Proprio l’alleggerimento della pressione su questo fronte sarebbe stata tra gli obiettivi che Kiev intendeva raggiungere con l’attacco a Kursk, secondo osservatori ucraini. Ma questo non sembra essere avvenuto, dato il ritmo impresso dai comandi di Mosca all’avanzata, in particolare nella regione di Donetsk, dove la situazione per le forze ucraine è «difficile», ha ammesso il presidente Volodymyr Zelensky.
La pressione russa si fa sentire in particolare sulle cittadine di Pokrovsk e Toretsk, ha precisato Zelensky. E il ministero della Difesa di Mosca ha detto che nelle ultime ore i suoi soldati hanno conquistato la località di New York (chiamata dai russi Novgorodsksoe), che ha definito «uno dei più grandi insediamenti nell’agglomerato di Toretsk e importante polo logistico».

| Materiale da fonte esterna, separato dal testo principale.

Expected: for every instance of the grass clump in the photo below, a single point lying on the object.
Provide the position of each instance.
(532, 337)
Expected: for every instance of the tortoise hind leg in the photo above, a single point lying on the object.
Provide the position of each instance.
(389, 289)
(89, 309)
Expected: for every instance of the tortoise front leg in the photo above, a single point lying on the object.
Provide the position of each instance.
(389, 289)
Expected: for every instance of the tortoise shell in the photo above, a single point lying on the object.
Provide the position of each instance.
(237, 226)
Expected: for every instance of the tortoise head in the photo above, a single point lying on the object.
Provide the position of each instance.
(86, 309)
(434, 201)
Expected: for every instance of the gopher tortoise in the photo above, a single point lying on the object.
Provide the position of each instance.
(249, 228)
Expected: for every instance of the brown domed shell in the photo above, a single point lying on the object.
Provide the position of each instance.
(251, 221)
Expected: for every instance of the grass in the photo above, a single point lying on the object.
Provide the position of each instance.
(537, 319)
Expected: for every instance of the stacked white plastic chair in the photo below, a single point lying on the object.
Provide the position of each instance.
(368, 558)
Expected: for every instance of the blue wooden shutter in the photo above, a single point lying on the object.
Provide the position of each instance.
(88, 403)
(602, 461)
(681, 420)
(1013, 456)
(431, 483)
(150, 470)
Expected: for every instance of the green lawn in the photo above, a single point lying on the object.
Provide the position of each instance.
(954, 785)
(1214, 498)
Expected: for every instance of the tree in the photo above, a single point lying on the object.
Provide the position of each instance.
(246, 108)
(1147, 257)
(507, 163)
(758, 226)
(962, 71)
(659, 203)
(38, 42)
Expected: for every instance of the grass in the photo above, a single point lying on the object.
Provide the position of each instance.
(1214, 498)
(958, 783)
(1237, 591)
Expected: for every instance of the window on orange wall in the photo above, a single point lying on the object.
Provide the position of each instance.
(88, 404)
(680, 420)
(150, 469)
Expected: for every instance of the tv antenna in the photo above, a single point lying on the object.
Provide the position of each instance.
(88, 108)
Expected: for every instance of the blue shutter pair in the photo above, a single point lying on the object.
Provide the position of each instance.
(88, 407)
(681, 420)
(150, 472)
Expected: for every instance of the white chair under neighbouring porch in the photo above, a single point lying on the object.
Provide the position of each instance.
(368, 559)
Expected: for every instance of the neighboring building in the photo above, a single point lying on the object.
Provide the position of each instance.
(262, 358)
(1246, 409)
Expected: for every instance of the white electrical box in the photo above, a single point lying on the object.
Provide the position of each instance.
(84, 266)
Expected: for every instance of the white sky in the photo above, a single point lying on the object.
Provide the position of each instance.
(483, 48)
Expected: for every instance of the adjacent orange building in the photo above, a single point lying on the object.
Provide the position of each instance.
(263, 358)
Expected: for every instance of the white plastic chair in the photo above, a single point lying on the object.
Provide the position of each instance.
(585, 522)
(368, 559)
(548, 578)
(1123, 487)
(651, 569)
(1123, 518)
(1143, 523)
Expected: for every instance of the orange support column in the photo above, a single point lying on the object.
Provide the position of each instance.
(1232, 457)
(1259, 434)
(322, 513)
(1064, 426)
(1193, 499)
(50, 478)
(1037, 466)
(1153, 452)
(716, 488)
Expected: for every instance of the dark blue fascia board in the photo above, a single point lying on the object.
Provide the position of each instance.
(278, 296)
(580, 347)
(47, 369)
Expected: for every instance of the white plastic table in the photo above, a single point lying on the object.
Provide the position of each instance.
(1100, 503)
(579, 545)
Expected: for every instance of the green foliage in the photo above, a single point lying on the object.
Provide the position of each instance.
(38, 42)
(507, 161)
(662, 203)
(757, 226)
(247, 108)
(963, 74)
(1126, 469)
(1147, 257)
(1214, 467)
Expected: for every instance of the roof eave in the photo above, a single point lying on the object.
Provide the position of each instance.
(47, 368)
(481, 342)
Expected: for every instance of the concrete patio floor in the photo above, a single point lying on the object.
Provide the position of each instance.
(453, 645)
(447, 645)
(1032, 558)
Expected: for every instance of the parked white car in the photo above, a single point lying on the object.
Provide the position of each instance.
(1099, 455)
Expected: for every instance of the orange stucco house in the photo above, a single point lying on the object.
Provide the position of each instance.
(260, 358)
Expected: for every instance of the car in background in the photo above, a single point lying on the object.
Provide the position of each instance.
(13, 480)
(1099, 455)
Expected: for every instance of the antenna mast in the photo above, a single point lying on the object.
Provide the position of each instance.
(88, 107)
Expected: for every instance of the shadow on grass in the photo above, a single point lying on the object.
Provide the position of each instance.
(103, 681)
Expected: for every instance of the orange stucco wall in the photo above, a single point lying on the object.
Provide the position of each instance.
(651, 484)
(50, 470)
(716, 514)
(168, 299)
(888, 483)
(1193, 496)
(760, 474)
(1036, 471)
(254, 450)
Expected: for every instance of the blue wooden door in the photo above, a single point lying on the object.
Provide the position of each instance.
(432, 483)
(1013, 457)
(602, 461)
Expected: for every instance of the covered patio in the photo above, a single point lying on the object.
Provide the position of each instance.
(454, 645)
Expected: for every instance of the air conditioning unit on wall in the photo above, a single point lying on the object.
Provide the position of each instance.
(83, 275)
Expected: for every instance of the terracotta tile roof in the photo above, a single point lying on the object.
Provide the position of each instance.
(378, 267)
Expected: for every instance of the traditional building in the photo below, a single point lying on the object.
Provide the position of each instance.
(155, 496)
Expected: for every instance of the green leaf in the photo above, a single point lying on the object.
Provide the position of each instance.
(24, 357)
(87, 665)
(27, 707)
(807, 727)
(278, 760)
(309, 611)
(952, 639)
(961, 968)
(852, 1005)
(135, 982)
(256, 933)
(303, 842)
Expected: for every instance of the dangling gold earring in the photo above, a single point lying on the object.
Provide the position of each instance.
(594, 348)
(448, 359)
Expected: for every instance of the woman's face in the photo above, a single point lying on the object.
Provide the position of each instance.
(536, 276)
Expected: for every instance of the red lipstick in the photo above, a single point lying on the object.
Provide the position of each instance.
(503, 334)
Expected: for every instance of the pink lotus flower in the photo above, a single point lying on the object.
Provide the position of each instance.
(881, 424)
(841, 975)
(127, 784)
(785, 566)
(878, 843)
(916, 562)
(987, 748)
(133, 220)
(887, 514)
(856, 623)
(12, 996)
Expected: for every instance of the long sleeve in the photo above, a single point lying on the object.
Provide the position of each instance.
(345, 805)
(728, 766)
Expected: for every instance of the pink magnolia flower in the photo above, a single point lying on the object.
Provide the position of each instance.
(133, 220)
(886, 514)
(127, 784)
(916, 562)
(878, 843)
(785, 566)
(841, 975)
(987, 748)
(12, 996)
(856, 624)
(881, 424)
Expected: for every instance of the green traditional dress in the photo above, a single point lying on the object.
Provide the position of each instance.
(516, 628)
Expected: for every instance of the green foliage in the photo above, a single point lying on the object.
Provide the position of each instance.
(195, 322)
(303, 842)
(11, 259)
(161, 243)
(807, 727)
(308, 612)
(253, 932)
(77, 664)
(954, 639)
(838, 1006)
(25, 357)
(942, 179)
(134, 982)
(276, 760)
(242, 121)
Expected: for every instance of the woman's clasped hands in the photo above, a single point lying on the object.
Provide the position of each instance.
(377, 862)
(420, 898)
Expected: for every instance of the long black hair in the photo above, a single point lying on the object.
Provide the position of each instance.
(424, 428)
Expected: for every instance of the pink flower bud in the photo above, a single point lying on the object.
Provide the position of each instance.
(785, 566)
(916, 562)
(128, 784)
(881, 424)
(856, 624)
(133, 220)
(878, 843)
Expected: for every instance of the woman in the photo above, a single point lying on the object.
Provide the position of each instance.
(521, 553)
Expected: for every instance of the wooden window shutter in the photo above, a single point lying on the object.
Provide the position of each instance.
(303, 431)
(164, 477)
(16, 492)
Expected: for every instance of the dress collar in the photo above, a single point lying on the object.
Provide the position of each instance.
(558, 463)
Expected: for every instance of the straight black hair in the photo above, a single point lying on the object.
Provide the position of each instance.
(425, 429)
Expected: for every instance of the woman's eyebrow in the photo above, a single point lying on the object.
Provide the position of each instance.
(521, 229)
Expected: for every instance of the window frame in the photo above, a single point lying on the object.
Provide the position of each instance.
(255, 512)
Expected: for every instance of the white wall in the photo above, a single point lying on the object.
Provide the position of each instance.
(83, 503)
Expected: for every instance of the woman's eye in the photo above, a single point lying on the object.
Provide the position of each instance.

Per quanto riguarda le posizioni occidentali riguardo all’offensiva ucraina nel Kursk, l’Unione Europea ha ribadito, attraverso il portavoce della Commissione Peter Stano, che Kiev ha «il diritto di difendersi», e che l’offensiva «è solo il risultato e la conseguenza delle azioni illegali di Putin contro l’Ucraina». Quindi ha il diritto di attaccare il territorio russo. Più prudente la posizione degli Usa. Soltanto otto giorni dopo l’inizio dell’offensiva, scattata il 6 agosto, il presidente Joe Biden l’ha commentata per dire che essa «sta creando un vero dilemma» per Putin. Ma ora Mosca chiama in causa Washington denunciando «il coinvolgimento degli Stati Uniti come partecipanti diretti nel conflitto».
L’incaricata d’affari dell’ambasciata statunitense a Mosca, Stéphanie Holmes, è stata convocata al ministero degli Esteri per ricevere una nota di protesta riguardante non solo la presenza di reporter americani nella regione di Kursk, che hanno attraversato il confine dall’Ucraina senza autorizzazione, ma anche per quella che viene denunciata come la partecipazione all’offensiva di «corpi privati militari» statunitensi. La diplomazia russa ha quindi avvertito gli Usa che «tutti gli `specialisti´ e i mercenari stranieri che attraversano illegalmente il confine» russo «diventano automaticamente un legittimo bersaglio militare per le forze della Federazione Russa».
Sul fronte diplomatico, c’è da segnalare infine l’arrivo a Mosca del primo ministro cinese Li Qiang, che ha tra l’altro in programma un incontro con il presidente Putin.